Mit der Selbstvergessenheit verschwinden oder verschwimmen auch das Zeit- und Raumgefühl. Es ist ein Eintauchen in das Hier und Jetzt.
(Mihaly Csikszentmihalyi würde diesen Zustand vielleicht als Flow bezeichnen.)
In der Unendlichen Geschichte von Michael Ende  sagt die Kindliche Kaiserin zu Bastian, in dem Moment, als er sich entgültig entschieden hat, aus der realen Welt in das Reich der Phantasie (Phantasien) hinüberzuwechseln: "Ewig ist der Augenblick" (Seite 219, Die Unendliche Geschichte, M. Ende  )
Überhaupt sind die "Übergangsmomente" von der einen in die andere "Welt" in diesem Roman ganz besondere, magische Momente, die mit der Unendlichkeit verbunden zu sein scheinen - wo Zeit und Raum eine andere Dimension haben.

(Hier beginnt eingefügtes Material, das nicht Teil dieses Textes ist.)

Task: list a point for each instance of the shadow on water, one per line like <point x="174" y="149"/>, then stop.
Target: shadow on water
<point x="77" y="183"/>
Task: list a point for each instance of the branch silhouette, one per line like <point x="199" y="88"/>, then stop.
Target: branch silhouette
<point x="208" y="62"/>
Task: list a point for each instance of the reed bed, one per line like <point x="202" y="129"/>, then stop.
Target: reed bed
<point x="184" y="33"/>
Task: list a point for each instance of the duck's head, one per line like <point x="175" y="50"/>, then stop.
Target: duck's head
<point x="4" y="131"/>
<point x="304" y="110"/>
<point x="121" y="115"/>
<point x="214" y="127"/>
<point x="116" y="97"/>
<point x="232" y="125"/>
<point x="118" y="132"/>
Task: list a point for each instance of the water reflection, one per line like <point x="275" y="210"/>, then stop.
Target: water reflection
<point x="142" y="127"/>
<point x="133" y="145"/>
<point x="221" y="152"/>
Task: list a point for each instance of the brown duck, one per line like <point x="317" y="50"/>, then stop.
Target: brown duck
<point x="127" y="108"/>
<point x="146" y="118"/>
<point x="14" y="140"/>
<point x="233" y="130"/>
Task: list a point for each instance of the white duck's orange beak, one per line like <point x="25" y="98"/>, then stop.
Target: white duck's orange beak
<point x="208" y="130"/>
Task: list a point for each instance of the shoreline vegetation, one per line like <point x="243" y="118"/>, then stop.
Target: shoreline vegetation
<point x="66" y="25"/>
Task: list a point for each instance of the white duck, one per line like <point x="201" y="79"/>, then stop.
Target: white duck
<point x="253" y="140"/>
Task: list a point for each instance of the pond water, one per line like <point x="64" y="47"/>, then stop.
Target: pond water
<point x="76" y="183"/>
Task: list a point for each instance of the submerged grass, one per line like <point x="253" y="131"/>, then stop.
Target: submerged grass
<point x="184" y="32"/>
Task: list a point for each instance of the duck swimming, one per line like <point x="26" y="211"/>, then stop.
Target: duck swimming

[In Klammern: So etwas Ähnliches symbolisieren für mich - auf ganz andere Art dargestellt, nämlich mathematisch geometrisch, -die perspektivischen Abbildungskurven eines Kreises, die "im Hier und Jetzt" im Unendlichen verschwinden, um dann über dem Horizont seitenverkehrt wieder aufzutauchen.......ich weiss, das ist sehr abstrakt! ]
Ich frage mich, was bedeutet es dann symbolisch, wenn während -oder vielleicht sogar durch diesen Akt des selbstvergessenen Tuns die Puppe sich "entpuppt" und zum lebendigen Wesen wird???? wie im Traum von Ros mira (05.05.2010 - Thema: Fest der ungesäuerten Brote  ):
Zitat:
ich soll meine puppen abstauben (es ist eine art innere stimme, eine weibliche "urmutter" - so habe ich es empfunden- , die mich dazu auffordert.)
da liegt meine alte babypuppe gleich zweimal da und daneben liegen stücke von plastikpuppenhaut......... (schon entpuppt?)
ich nehme die eine puppe und, obwohl ich ganz bewußt registriere, dass es eine puppe ist, die natürlich nichts in der windel haben kann, öffne ich ganz bewußt und "hingebungsvoll" wie ein kleines mädchen die windel.......
da verwandelt sich die puppe in ein echtes baby , das leider ziemlich "verschissen" - also vernachläässigt ist. trotzdem bin ich froh, dass das baby da ist.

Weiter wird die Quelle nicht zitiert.